I had to get a hold of myself since T’s grandmother had called, directly after I had eaten my breakfast I made sure to call her back. I also had a meeting with my student today. She’s so close to finalizing her work I felt forced to give myself a few mental punches to get my act together. She needs support, not some drowsy zombie.
But I’m slow. Really, really slow. My mind is sluggish and thoughts come slowly to me. Actions take far longer then they usually do, both to perform and get started on. My whole body hurts and I’m just longing to be able to get to sleep today. I’m also very saddened that the depression seem to have taken my taste buds in an iron grip, this time it has made chicken disgusting. Chicken of all things! It’s one of my go-to foods when I can’t eat red meat. I love chicken! Bah.

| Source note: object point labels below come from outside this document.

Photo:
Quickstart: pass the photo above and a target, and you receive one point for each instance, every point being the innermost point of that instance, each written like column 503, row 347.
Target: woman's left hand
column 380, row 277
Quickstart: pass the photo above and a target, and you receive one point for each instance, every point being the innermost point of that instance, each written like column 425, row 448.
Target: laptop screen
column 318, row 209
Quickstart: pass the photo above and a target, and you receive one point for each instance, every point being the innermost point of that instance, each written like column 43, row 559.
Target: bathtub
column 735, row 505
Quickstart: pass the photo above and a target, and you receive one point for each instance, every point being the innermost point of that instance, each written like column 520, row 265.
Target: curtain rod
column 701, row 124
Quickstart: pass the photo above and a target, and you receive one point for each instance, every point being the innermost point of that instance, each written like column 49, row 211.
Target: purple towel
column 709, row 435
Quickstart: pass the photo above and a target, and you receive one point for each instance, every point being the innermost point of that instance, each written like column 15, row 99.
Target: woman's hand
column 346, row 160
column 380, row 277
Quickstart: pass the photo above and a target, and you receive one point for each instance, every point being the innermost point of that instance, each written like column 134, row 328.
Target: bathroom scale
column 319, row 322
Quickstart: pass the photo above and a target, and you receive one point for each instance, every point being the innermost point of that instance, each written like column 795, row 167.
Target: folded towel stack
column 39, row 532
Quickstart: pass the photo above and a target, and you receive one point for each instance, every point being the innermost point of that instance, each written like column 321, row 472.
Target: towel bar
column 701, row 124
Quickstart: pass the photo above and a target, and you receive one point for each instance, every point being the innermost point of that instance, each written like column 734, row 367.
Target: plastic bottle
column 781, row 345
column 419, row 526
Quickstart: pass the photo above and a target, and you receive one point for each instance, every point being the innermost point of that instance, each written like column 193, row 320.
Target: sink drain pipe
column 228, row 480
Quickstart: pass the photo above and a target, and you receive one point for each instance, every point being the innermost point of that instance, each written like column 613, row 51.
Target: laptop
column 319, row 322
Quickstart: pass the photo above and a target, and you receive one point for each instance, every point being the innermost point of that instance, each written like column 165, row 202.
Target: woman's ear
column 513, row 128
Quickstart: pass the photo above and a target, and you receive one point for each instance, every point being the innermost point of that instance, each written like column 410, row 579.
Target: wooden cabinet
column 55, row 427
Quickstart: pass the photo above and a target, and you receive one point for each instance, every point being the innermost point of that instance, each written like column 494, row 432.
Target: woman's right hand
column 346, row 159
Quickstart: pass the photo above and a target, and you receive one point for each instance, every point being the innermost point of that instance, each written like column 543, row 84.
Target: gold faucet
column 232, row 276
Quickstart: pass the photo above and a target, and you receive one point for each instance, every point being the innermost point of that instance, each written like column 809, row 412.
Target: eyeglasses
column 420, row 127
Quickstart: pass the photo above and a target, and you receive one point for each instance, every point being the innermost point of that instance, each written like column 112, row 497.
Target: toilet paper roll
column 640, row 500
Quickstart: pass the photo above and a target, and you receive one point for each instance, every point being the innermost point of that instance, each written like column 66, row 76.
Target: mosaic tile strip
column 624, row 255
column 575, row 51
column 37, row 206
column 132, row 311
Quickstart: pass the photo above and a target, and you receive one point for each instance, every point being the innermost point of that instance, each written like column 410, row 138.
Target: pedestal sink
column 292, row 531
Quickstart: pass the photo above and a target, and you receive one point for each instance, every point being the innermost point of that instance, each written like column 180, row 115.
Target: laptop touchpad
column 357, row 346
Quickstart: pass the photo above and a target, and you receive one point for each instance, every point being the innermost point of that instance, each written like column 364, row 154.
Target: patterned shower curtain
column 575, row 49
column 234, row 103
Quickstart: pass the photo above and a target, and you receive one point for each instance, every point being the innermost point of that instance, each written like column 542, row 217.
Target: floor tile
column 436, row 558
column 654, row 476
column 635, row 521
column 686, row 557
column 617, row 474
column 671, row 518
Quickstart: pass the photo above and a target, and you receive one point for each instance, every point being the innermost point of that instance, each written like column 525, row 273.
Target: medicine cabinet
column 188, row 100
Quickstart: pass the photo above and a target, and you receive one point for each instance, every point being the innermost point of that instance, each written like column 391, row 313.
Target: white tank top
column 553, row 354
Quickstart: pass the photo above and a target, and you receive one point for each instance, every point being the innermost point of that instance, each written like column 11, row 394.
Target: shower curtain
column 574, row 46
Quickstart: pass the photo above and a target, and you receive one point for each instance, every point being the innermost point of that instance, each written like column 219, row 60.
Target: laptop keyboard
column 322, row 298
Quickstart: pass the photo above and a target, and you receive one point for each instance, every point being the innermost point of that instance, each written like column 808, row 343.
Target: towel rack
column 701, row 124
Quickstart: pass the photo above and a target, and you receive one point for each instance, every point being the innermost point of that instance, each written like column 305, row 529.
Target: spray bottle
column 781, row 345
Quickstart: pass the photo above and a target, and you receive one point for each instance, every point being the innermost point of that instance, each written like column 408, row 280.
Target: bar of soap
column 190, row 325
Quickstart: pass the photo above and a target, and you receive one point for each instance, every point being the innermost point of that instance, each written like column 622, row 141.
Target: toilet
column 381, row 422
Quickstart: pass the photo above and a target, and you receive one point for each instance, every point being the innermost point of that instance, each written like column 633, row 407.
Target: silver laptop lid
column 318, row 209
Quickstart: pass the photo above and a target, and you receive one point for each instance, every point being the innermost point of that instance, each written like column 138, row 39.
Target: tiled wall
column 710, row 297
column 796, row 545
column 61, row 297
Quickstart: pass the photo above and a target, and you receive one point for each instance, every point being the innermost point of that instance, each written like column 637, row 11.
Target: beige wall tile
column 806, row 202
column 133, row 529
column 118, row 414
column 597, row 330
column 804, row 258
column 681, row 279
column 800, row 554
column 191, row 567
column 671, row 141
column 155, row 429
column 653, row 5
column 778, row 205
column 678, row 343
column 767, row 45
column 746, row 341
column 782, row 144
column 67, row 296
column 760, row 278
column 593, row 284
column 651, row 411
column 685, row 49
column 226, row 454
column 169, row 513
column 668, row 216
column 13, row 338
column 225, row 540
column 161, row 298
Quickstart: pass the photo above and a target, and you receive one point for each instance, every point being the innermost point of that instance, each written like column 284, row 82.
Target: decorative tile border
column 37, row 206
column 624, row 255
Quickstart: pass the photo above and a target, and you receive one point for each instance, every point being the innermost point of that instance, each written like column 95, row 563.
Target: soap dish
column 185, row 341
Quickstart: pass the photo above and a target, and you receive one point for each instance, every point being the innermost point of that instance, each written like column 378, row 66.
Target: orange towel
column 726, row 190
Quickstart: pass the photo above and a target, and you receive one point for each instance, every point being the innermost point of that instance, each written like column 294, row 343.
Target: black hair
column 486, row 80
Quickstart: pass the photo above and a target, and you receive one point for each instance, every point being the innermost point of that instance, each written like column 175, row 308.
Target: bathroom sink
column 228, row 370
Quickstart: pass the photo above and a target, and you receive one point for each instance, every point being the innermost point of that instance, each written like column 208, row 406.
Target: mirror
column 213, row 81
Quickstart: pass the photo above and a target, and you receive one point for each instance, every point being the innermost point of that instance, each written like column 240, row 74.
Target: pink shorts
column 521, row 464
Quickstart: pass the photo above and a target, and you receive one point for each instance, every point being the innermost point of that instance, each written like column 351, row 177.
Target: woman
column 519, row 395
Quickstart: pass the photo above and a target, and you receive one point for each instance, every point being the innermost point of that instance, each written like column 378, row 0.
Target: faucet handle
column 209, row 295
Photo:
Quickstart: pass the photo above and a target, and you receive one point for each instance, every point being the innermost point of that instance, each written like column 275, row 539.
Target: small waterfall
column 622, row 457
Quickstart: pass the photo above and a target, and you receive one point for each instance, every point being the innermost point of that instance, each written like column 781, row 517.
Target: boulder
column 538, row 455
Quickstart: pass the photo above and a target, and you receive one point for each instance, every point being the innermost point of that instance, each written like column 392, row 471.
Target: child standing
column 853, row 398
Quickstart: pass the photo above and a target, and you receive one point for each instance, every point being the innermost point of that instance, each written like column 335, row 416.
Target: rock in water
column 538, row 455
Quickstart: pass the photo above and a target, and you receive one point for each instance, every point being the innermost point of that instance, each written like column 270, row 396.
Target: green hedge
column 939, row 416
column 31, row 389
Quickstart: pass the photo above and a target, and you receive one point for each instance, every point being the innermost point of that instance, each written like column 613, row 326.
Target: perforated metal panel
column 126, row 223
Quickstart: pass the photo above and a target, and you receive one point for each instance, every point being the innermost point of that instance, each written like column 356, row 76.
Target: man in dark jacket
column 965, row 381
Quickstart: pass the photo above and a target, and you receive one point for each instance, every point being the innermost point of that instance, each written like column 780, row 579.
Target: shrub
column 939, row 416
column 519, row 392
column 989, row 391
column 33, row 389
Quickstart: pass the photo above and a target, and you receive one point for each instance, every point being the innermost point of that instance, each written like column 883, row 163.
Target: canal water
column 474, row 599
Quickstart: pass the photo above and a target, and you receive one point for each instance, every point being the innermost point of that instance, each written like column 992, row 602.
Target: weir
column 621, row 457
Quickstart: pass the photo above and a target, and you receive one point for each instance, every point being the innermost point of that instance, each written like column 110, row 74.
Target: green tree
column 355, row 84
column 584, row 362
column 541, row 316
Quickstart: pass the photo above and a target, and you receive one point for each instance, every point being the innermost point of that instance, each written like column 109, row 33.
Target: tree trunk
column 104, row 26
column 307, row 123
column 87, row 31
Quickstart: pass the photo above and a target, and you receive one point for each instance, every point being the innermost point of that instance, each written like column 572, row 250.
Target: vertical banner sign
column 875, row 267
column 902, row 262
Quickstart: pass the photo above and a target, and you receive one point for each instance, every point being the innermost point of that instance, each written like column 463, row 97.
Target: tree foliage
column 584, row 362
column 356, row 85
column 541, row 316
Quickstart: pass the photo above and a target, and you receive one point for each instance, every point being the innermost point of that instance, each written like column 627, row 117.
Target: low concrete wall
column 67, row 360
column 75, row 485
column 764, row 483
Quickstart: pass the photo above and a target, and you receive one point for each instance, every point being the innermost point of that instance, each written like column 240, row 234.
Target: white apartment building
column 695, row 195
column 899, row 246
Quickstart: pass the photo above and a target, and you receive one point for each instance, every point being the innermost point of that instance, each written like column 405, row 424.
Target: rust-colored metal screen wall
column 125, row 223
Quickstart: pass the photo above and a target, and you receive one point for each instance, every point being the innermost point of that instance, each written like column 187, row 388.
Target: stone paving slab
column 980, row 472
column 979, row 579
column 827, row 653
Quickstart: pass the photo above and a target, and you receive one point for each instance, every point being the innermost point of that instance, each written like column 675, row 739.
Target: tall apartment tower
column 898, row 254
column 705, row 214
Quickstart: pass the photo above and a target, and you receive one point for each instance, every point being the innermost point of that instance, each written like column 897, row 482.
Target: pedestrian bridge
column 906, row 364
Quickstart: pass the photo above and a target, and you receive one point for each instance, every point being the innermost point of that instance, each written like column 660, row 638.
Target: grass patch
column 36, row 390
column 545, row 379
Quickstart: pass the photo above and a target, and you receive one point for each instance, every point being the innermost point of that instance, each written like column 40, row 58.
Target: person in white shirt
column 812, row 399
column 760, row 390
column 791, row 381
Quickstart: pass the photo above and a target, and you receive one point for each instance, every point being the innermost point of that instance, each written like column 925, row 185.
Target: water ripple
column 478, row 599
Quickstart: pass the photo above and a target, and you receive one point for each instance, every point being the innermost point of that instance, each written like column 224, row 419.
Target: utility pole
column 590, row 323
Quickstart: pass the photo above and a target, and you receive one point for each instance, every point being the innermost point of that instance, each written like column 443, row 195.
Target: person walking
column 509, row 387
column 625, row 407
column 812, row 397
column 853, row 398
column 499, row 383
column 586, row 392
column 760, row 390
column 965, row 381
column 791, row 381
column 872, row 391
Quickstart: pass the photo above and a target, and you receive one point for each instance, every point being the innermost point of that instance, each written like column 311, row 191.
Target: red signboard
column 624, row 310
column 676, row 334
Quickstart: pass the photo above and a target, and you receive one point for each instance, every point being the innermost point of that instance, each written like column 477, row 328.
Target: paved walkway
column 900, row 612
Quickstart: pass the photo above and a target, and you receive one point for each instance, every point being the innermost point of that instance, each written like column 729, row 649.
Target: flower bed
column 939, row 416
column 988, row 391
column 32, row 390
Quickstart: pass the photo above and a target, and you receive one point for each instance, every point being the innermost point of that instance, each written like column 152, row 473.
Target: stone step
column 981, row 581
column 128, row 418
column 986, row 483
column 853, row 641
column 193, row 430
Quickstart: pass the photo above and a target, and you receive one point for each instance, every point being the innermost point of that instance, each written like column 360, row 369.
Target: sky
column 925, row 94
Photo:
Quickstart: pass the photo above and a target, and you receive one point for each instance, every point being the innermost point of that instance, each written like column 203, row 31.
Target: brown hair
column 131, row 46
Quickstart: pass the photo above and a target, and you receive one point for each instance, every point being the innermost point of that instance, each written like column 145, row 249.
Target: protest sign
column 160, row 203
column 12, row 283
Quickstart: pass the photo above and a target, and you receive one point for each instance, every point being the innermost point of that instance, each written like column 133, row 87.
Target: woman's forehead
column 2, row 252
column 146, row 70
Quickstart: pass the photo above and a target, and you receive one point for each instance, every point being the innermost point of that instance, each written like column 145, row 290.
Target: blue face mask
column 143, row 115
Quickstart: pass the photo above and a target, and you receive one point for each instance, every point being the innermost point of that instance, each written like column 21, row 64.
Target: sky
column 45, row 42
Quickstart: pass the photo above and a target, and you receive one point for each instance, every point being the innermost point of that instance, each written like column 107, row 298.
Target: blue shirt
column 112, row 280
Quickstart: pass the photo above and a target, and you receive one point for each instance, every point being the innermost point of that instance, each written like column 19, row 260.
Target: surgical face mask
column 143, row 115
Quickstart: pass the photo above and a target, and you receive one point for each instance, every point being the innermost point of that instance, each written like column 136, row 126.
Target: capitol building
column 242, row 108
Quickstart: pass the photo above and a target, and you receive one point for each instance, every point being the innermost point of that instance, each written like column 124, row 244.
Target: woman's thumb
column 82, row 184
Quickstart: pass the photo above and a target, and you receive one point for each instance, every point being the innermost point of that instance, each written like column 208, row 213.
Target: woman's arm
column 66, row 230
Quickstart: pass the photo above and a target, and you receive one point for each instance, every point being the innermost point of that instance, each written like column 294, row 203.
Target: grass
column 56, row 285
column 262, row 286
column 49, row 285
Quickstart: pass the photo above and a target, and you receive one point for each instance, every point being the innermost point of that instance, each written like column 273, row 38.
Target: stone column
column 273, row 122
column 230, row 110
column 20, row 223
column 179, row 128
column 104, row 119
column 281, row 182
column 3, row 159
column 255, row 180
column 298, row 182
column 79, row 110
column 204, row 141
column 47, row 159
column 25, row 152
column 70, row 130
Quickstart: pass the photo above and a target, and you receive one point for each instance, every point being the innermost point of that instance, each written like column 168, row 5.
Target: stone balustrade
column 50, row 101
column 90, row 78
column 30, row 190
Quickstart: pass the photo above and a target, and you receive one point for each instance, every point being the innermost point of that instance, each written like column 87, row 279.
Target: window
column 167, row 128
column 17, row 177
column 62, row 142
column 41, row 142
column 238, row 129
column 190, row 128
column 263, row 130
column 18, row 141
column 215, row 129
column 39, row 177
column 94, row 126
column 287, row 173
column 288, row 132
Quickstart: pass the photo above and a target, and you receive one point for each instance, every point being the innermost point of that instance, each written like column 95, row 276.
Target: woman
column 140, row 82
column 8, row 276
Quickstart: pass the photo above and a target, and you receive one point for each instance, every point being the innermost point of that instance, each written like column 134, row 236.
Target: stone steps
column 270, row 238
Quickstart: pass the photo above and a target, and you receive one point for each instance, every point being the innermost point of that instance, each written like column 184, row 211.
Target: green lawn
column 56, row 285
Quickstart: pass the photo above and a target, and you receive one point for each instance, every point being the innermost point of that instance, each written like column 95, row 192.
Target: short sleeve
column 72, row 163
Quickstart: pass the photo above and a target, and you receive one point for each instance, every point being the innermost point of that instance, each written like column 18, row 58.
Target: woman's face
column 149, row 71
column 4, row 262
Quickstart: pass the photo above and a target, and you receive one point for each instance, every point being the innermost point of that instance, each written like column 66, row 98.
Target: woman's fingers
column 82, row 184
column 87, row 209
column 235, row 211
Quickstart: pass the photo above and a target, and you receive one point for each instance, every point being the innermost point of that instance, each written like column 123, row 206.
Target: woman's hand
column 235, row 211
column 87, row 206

Hopefully I can take some me time and recharge the batteries before Christmas on Sunday*. I know socializing takes energy from me, I expected to be tired after the party this weekend. It just.. gets harder then it needs to be when I don’t have the opportunity to recover properly. Maybe I could do with a nice walk in the forest, even though snow covers most of the ground by now. Maybe I could go swimming and go to the relax area afterwards and spend some time in the sauna’s. Mmm.. it’s been a long time since I visited a sauna.
I could go on for a long long time about this, but I’ll give it a rest for now. I’ll hit the hay early tonight and see what I feel like doing tomorrow, if I feel like doing anything at all.
*Swede’s celebrate Christmas on the 24th of December.